The Geometry of Musical Rhythm: What Makes a "Good" Rhythm Good?
- First edition
- Author: Godfried Toussaint
- Language: English
- Publisher: Chapman & Hall/CRC
- Publication date: 2013

= The Geometry of Musical Rhythm =

2013 book by Godfried Toussaint

The Geometry of Musical Rhythm: What Makes a "Good" Rhythm Good? is a book on the mathematics of rhythms and drum beats. It was written by Godfried Toussaint, and published by Chapman & Hall/CRC in 2013 and in an expanded second edition in 2020. The Basic Library List Committee of the Mathematical Association of America has suggested its inclusion in undergraduate mathematics libraries.

==Author==
Godfried Toussaint (1944–2019) was a Belgian–Canadian computer scientist who worked as a professor of computer science for McGill University and New York University. His main professional expertise was in computational geometry, but he was also a jazz drummer, held a long-term interest in the mathematics of music and musical rhythm, and since 2005 held an affiliation as a researcher in the Centre for Interdisciplinary Research in Music Media and Technology in the Schulich School of Music at McGill. In 2009 he visited Harvard University as a Radcliffe Fellow in advancement of his research in musical rhythm.

==Topics==
In order to study rhythms mathematically, Toussaint abstracts away many of their features that are important musically, involving the sounds or strengths of the individual beats, the phasing of the beats, hierarchically-structured rhythms, or the possibility of music that changes from one rhythm to another. The information that remains describes the beats of each bar (an evenly-spaced cyclic sequence of times) as being either on-beats (times at which a beat is emphasized in the musical performance) or off-beats (times at which it is skipped or performed only weakly). This can be represented combinatorially as a necklace, an equivalence class of binary sequences under rotations, with true binary values representing on-beats and false representing off-beats. Alternatively, Toussaint uses a geometric representation as a convex polygon, the convex hull of a subset of the vertices of a regular polygon, where the vertices of the hull represent times when a beat is performed; two rhythms are considered the same if the corresponding polygons are congruent.

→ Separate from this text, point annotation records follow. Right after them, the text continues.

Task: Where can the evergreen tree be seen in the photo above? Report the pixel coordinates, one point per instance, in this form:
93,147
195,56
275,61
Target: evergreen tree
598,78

Polygonal representation of the tresillo rhythm

As an example, reviewer William Sethares (himself a music theorist and engineer) presents a representation of this type for the tresillo rhythm, in which three beats are hit out of an eight-beat bar, with two long gaps and one short gap between each beat. The tresillo may be represented geometrically as an isosceles triangle, formed from three vertices of a regular octahedron, with the two long sides and one short side of the triangle corresponding to the gaps between beats. In the figure, the conventional start to a tresillo bar, the beat before the first of its two longer gaps, is at the top vertex, and the chronological progression of beats corresponds to the clockwise ordering of vertices around the polygon.

The book uses this method to study and classify existing rhythms from world music, to analyze their mathematical properties (for instance, the fact that many of these rhythms have a spacing between their beats that, like the tresillo, is near-uniform but not exactly uniform), to devise algorithms that can generate similar nearly uniformly spaced beat patterns for arbitrary numbers of beats in the rhythm and in the bar, to measure the similarity between rhythms, to cluster rhythms into related groups using their similarities, and ultimately to try to capture the suitability of a rhythm for use in music by a mathematical formula.

==Audience and reception==
Toussaint has used this book as auxiliary material in introductory computer programming courses, to provide programming tasks for the students. It is accessible to readers without much background in mathematics or music theory, and Setheres writes that it "would make a great introduction to ideas from mathematics and computer science for the musically inspired student". Reviewer Russell Jay Hendel suggests that, as well as being read for pleasure, it could be a textbook for an advanced elective for a mathematics student, or a general education course in mathematics for non-mathematicians. Professionals in ethnomusicology, music history, the psychology of music, music theory, and musical composition may also find it of interest.

Despite concerns with some misused terminology, with "naïveté towards core music theory", and with a mismatch between the visual representation of rhythm and its aural perception, music theorist Mark Gotham calls the book "a substantial contribution to a field that still lags behind the more developed theoretical literature on pitch". And although reviewer Juan G. Escudero complains that the mathematical abstractions of the book misses many important aspects of music and musical rhythm, and that many rhythmic features of contemporary classical music have been overlooked, he concludes that "transdisciplinary efforts of this kind are necessary". Reviewer Ilhand Izmirli calls the book "delightful, informative, and innovative". Hendel adds that the book's presentation of its material as speculative and exploratory, rather than as definitive and completed, is "exactly what [mathematics] students need".